あまり知られていないが、神戸ビーフと同程度の水準にありながら、価格はやや抑えめ。しかし、旨い肉なら他府県にもある。加古川和牛の最大の特徴は、創業から150年という日本最古級の牛肉処理施設である加古川食肉センターがあり、生産者から届いた牛をすぐに加工、精肉して消費者に届けられること。つまり牛の繁殖、飼育、加工、精肉までを地域で一貫して行うため、安心・安全。通常なら別ルートで流通するホルモン類も加古川和牛の名のもとに販売することができる。
加古川和牛の担い手の一つ『井相田牧場』
その土台を支える生産者の一つが、『井相田牧場』である。加古川市上荘町に拠点を置き、但馬牛と神戸牛、自社ブランドである播州牛を育てる。二代目社長の井相田弘幸さんは、これまで行ってきた但馬牛の肥育事業に加え、繁殖事業にも参入し、生産から出荷まで一貫生産することで流通や価格の安定を目指している。
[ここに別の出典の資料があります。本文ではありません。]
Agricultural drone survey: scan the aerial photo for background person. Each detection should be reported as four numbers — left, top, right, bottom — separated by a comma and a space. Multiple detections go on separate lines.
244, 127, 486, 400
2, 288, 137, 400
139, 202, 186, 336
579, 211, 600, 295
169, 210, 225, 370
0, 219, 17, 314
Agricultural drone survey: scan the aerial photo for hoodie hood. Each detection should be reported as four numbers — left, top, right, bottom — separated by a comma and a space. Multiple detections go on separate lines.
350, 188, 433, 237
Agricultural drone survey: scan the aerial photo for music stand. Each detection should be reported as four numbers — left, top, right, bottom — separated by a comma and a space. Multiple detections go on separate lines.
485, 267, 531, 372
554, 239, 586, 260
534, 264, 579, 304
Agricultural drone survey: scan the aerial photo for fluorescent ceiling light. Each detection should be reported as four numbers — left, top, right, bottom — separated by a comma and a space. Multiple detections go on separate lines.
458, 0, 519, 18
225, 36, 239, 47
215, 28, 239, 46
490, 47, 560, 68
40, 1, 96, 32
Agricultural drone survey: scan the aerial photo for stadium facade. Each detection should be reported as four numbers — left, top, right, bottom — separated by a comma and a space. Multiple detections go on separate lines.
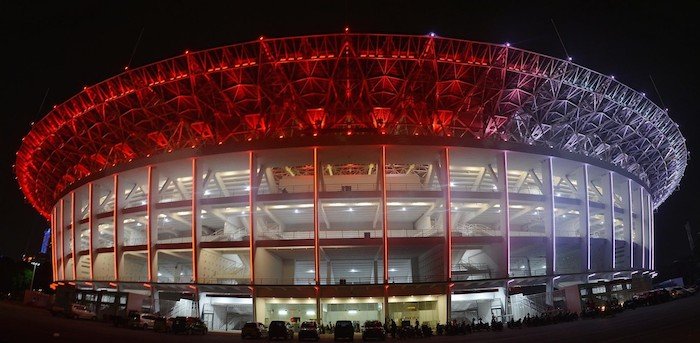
15, 32, 687, 331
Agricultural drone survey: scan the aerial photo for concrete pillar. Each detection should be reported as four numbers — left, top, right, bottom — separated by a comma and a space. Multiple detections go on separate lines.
542, 157, 557, 275
494, 151, 510, 278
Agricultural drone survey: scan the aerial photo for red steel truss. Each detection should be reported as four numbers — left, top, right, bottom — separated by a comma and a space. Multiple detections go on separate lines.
15, 33, 687, 217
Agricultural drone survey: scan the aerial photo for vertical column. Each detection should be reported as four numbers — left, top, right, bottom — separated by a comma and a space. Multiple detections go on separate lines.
70, 191, 79, 281
51, 206, 58, 282
578, 164, 591, 273
112, 173, 121, 281
639, 187, 647, 269
314, 147, 320, 284
146, 166, 152, 282
58, 198, 66, 280
496, 151, 510, 277
608, 171, 615, 270
248, 151, 258, 284
378, 145, 389, 289
647, 194, 654, 270
627, 179, 634, 269
88, 182, 95, 280
442, 148, 452, 280
542, 157, 557, 275
192, 157, 202, 283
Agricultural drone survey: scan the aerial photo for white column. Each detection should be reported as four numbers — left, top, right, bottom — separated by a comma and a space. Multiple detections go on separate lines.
542, 157, 557, 275
627, 179, 634, 269
494, 151, 510, 278
639, 187, 647, 269
608, 172, 615, 270
583, 164, 591, 272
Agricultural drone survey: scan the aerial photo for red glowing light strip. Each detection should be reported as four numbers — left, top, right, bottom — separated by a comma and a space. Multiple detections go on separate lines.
58, 199, 66, 280
88, 182, 95, 280
192, 158, 199, 282
379, 145, 389, 284
445, 148, 452, 281
146, 166, 153, 282
248, 151, 255, 285
113, 174, 119, 281
70, 192, 78, 280
314, 147, 321, 285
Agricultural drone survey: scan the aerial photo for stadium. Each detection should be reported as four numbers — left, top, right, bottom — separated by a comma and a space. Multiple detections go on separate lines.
14, 31, 688, 331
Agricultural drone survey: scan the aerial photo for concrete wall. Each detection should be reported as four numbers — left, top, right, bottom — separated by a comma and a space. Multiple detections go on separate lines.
93, 252, 114, 280
255, 248, 284, 284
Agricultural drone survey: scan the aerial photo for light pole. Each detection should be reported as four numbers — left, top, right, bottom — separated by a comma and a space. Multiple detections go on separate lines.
29, 261, 41, 291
「特別なことはしていないけれど、牛は個体差があり、日ごとの体調もある。それを毎日見て、異変があれば早めに手を打ち、状態を崩さないよう整える。その繰り返しが、最終的な肉質の安定につながります」と井相田さん。
現在飼育している和牛は700頭。神戸牛への認定率約95%(平均約70%)、神戸牛のコンテストでも最優秀賞なども受賞するなど、高い生産・飼育技術を誇っている。
自社牧場で社長が毎朝目利きする『志方亭』
もちろん、育てる人がいれば、販売し、消費する人がいることで地域循環が成立する。地元で愛される肉の名門『志方亭』では、社長自らが牛を目利きし、食肉センターで処理してすぐに店で加工する。一番美味しいものを、一番美味しい状態で味わえる、何とも贅沢な焼き肉店だ。
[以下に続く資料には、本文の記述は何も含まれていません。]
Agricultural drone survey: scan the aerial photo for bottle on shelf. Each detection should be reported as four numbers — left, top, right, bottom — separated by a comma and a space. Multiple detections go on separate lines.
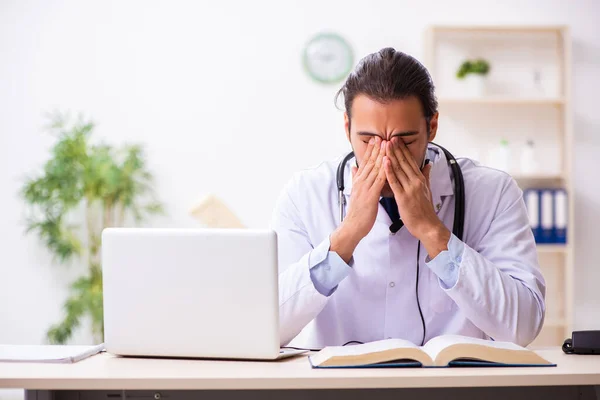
519, 139, 539, 176
488, 139, 511, 173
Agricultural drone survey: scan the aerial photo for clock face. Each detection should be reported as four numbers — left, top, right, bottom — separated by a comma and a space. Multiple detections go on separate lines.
303, 33, 354, 83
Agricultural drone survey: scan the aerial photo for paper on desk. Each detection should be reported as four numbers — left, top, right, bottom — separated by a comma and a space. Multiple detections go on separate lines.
0, 344, 104, 363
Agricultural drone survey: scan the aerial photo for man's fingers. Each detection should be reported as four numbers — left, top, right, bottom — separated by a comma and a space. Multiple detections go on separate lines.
392, 138, 419, 179
383, 156, 404, 196
387, 142, 408, 186
365, 141, 386, 186
360, 138, 384, 179
371, 152, 387, 190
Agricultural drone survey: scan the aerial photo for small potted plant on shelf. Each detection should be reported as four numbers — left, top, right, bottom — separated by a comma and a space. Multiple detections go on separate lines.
456, 58, 490, 97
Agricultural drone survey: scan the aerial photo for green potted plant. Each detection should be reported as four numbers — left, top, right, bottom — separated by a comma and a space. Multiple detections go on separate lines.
21, 114, 163, 343
456, 58, 490, 96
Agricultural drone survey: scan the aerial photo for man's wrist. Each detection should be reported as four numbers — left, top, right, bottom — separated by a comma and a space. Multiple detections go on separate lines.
329, 223, 362, 264
419, 221, 451, 259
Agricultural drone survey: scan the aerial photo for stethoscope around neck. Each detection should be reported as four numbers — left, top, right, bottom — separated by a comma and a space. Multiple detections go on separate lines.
336, 142, 465, 240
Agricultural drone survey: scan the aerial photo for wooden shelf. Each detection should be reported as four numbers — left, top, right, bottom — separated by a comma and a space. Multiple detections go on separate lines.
430, 25, 568, 33
511, 174, 566, 181
544, 318, 567, 328
438, 97, 565, 106
537, 244, 570, 254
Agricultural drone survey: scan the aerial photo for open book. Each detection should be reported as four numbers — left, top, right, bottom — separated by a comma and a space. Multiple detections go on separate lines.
0, 344, 104, 363
309, 335, 555, 368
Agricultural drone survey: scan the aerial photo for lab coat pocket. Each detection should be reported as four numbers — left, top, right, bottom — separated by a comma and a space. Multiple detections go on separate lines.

「脂が軽い」「脂がしつこくない」とは、よく和牛における褒め言葉として使われるが、加古川和牛は、「脂がクリア」。霜降りでびっしりとサシが入っている部位も、少しの加熱で融点の低い脂がじわっと染み出し、舌になじむように消える。同時に、上品な和牛香が鼻腔を抜ける。
加古川和牛の良さは脂と赤身の折り合いがよく、部位ごとの表情が見えることにある。志方亭は、その特徴を皿の上で過不足なく伝えている。
たとえばハラミ。細かなサシは入っているが、見た目重視の霜降りではない。焼けば脂の甘さは立つものの、噛んだ後に赤身の旨みがきちんと追いかけてくる。
特上ロースやシャトーブリアンも同様で、柔らかさ一辺倒ではなく、肉そのものの輪郭がきちんと残る歯応えに仕上がっている。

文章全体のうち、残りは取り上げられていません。